Every one of you who are reading this story has at sometime, had to use firm actions to regain your freedom and peace of mind. Am I right or wrong?
I would be safe in saying that the vast-majority of us have been visited by those unwanted solicitors who are selling some “new” and “money-saving,” apparatus that will eliminate housework altogether or a series of religious-based books written by some mortal man in 1779 who was met by an angel in the Rocky Mountains and given the enlightened-text in these books that go for only $54.00 per month for 36 months.
SECRET SALES STRATEGIES REVEALED: Which sounds longer, 36 months or 3 years?
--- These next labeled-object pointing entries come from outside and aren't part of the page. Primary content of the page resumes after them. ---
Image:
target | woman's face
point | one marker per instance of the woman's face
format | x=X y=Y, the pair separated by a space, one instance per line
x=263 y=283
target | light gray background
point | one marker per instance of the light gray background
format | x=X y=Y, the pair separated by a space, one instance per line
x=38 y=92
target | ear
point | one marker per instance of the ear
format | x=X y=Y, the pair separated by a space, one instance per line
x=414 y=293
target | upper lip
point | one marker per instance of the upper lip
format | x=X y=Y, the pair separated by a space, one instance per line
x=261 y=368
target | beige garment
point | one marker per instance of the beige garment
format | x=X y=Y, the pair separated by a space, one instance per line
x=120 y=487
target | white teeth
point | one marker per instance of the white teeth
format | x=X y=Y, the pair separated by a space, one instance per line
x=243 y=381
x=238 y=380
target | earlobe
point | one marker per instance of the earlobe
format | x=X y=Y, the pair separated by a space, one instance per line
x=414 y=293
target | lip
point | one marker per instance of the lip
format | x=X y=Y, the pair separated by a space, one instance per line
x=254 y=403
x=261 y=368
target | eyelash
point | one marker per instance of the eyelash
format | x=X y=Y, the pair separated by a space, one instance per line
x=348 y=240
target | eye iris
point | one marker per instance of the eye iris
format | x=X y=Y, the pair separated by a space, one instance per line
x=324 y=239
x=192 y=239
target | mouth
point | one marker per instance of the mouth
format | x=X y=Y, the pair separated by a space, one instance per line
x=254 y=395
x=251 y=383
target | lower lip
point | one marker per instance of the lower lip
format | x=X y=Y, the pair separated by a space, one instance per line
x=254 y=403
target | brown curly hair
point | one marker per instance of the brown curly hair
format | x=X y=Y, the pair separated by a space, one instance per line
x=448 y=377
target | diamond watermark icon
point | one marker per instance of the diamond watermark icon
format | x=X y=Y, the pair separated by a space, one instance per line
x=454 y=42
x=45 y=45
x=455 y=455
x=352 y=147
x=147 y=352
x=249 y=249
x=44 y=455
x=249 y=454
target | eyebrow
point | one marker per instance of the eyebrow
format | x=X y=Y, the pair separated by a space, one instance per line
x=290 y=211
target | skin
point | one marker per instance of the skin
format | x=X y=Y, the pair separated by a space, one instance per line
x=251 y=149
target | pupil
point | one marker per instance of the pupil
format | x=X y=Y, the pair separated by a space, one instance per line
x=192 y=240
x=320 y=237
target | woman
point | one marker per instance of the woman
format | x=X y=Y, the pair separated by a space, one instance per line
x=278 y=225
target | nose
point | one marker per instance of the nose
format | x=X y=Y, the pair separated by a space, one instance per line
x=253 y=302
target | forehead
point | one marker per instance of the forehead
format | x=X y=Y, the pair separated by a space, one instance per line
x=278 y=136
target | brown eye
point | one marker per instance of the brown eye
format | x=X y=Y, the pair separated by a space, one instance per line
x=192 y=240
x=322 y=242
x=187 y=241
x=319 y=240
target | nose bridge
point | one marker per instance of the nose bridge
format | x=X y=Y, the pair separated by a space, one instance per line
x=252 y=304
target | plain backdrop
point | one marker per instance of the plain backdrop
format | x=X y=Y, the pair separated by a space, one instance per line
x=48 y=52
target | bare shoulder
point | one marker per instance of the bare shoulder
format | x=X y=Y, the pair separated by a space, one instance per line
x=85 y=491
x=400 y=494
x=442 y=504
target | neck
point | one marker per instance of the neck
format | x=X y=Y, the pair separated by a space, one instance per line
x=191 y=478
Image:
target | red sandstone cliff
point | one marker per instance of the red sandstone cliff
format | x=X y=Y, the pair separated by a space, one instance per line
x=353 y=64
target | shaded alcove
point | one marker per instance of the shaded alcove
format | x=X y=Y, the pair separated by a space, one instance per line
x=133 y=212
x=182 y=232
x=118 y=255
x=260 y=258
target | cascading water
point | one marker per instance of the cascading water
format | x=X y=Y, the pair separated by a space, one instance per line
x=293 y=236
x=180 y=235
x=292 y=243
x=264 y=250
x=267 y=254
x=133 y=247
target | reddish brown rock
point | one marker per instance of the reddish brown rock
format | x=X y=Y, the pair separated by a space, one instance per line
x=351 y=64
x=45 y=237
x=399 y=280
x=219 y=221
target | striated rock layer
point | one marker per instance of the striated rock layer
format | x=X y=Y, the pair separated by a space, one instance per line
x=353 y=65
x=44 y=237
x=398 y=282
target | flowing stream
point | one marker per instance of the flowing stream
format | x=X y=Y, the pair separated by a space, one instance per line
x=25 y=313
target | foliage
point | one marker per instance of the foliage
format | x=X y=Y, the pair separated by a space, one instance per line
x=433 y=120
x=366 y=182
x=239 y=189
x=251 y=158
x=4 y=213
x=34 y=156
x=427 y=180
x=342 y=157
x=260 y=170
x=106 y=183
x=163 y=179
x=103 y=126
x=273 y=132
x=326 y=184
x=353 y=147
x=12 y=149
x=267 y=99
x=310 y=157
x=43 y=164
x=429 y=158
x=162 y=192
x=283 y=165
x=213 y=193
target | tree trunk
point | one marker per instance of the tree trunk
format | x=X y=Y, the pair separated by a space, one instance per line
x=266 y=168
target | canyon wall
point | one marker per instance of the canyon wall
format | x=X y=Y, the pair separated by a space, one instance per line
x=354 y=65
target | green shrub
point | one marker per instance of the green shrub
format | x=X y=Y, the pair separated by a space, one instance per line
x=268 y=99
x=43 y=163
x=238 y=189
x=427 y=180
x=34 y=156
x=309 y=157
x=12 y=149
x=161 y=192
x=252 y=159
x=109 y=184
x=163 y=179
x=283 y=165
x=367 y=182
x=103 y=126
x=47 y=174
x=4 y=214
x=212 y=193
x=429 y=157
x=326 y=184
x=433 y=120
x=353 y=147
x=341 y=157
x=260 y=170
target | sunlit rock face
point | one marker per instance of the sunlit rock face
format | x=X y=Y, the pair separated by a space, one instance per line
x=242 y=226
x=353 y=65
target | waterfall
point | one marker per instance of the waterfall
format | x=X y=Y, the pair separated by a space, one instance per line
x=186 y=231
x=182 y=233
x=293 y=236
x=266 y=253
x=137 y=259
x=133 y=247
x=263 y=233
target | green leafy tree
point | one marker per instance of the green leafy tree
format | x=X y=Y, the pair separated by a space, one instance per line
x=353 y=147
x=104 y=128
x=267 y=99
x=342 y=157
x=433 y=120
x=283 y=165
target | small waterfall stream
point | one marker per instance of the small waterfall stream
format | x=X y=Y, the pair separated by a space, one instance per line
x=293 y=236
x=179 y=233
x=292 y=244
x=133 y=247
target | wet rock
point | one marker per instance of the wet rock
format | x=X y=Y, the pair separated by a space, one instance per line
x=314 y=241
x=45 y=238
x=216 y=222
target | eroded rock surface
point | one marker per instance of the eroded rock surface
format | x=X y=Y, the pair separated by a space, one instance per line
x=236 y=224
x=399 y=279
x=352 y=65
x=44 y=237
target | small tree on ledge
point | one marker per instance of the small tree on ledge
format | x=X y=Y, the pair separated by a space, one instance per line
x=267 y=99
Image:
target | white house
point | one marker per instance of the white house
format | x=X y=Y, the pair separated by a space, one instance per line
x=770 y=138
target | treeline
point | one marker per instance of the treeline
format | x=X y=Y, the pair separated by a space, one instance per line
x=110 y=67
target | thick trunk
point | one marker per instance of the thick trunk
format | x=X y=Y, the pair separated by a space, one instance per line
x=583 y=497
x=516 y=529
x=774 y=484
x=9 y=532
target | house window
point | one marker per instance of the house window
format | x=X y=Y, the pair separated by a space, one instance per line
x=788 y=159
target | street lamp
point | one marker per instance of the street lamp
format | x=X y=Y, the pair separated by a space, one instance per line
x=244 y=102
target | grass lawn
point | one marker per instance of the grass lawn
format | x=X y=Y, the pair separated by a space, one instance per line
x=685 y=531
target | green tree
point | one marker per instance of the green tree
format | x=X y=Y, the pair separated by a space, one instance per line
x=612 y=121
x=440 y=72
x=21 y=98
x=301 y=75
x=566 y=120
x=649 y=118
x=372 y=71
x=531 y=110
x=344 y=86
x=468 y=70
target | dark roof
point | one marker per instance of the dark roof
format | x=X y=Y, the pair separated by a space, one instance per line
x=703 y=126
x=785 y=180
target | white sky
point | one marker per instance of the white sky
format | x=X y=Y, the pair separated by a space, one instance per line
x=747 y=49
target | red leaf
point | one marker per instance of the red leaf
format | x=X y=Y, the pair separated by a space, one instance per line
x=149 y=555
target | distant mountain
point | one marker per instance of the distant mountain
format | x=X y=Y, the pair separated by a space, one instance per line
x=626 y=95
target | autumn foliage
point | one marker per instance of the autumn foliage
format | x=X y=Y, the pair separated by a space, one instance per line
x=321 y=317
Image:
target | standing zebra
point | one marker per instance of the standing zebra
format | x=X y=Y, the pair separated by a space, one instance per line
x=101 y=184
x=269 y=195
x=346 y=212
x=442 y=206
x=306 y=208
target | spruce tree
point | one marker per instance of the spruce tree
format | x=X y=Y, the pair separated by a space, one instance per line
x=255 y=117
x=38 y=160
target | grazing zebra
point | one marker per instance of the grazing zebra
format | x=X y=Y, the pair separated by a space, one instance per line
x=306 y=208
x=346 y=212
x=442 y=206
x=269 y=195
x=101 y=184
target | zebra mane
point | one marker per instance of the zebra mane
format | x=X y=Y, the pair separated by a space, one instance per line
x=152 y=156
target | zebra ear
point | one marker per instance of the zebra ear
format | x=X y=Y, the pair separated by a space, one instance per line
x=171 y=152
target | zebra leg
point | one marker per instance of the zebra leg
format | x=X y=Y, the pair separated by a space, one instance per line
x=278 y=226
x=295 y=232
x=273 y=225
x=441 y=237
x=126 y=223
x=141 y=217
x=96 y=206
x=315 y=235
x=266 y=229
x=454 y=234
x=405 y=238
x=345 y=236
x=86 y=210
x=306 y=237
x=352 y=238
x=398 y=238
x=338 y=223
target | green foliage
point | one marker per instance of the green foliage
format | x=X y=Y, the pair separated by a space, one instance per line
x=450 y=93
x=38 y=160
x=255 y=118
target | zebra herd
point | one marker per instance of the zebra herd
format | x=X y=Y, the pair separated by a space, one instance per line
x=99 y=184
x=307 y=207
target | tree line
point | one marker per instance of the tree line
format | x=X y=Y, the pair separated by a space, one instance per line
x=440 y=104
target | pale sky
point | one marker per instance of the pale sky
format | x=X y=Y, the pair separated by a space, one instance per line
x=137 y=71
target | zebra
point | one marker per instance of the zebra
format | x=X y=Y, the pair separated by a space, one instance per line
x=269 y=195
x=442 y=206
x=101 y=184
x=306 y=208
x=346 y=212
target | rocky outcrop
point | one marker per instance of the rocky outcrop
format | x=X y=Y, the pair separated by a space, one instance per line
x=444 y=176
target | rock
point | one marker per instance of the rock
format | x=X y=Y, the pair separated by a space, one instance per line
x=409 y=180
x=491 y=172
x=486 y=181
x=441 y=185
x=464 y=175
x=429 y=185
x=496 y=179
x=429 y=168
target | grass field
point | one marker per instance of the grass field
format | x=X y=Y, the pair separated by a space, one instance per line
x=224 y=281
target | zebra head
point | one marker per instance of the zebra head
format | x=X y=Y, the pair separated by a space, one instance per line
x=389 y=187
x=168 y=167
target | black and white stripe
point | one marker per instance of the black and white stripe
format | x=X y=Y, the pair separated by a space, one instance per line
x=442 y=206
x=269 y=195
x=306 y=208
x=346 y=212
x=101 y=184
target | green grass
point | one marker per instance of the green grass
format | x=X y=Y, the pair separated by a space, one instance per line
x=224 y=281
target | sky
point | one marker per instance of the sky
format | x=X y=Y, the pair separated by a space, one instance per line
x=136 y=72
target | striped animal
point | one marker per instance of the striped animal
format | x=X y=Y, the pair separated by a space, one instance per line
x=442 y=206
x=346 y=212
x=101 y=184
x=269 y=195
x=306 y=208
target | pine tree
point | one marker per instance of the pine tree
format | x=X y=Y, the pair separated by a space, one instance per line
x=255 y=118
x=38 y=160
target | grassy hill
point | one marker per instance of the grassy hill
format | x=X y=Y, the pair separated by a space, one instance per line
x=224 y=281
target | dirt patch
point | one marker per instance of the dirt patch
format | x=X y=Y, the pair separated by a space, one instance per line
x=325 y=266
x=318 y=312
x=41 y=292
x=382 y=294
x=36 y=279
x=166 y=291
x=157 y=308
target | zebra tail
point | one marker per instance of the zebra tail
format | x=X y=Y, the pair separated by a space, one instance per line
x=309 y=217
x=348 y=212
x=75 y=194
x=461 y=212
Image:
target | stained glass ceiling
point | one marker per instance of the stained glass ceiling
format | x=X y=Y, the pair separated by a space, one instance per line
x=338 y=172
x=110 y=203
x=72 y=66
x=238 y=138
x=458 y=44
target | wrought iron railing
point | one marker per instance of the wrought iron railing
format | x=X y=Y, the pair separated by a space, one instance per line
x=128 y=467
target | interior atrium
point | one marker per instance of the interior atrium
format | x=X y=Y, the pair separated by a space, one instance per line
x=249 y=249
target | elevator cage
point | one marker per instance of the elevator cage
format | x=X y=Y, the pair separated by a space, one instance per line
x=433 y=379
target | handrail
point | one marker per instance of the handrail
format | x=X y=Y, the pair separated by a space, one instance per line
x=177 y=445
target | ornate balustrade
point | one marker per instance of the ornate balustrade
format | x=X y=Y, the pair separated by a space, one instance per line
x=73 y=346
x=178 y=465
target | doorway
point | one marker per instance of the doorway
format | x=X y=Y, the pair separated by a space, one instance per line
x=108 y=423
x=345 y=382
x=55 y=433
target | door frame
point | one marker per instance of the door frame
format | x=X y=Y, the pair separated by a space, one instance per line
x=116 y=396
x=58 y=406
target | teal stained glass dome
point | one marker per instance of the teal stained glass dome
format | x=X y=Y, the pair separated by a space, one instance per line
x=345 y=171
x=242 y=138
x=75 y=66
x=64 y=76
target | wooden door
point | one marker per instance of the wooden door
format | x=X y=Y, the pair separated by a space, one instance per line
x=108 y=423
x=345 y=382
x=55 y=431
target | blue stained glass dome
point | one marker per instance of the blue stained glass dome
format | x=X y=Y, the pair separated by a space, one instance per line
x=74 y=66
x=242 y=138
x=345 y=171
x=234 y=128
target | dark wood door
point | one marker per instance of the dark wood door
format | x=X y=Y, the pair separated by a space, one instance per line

Of course the 36 months to our reasoning sounds less than 3 years.
And the $54.00 a month, which the salesman quickly says (to head-off you having time to think), is a “severe discount,” and the salesman then gets a fake disappointed look on his face and adds, “Friend, I am taking a huge loss on these books at this price.”
Now you are foaming at the mouth—groping for the pen in his shirt pocket to sign the sales agreement, shaking “Howard” the salesman’s hand and inviting him to have dinner with you and the wife.
Did you hear that, “Cha-Ching,” the familiar sound of a cash register?
Well, I am on your side. I am here to help you keep your freedom and peace of mind by simply offering you these . . .
10 Safe and Peaceful Ways to Defend Yourself Against Solicitors
10.) ACT SCARED – as if the salesman is an escaped gorilla from a traveling circus. Only peep through the door, then look terrified and slam the door. So long to the annoying solicitor.
9.) CROSS YOUR ARMS – and do not say one word. Keep that angry frown on your face. Do not answer his aggravating questions. Soon, after you crack your knuckles, he will leave in a cloud of dust.
8.) OPEN YOUR DOOR – wearing your wife’s bra. That should be enough to send the solicitor packing.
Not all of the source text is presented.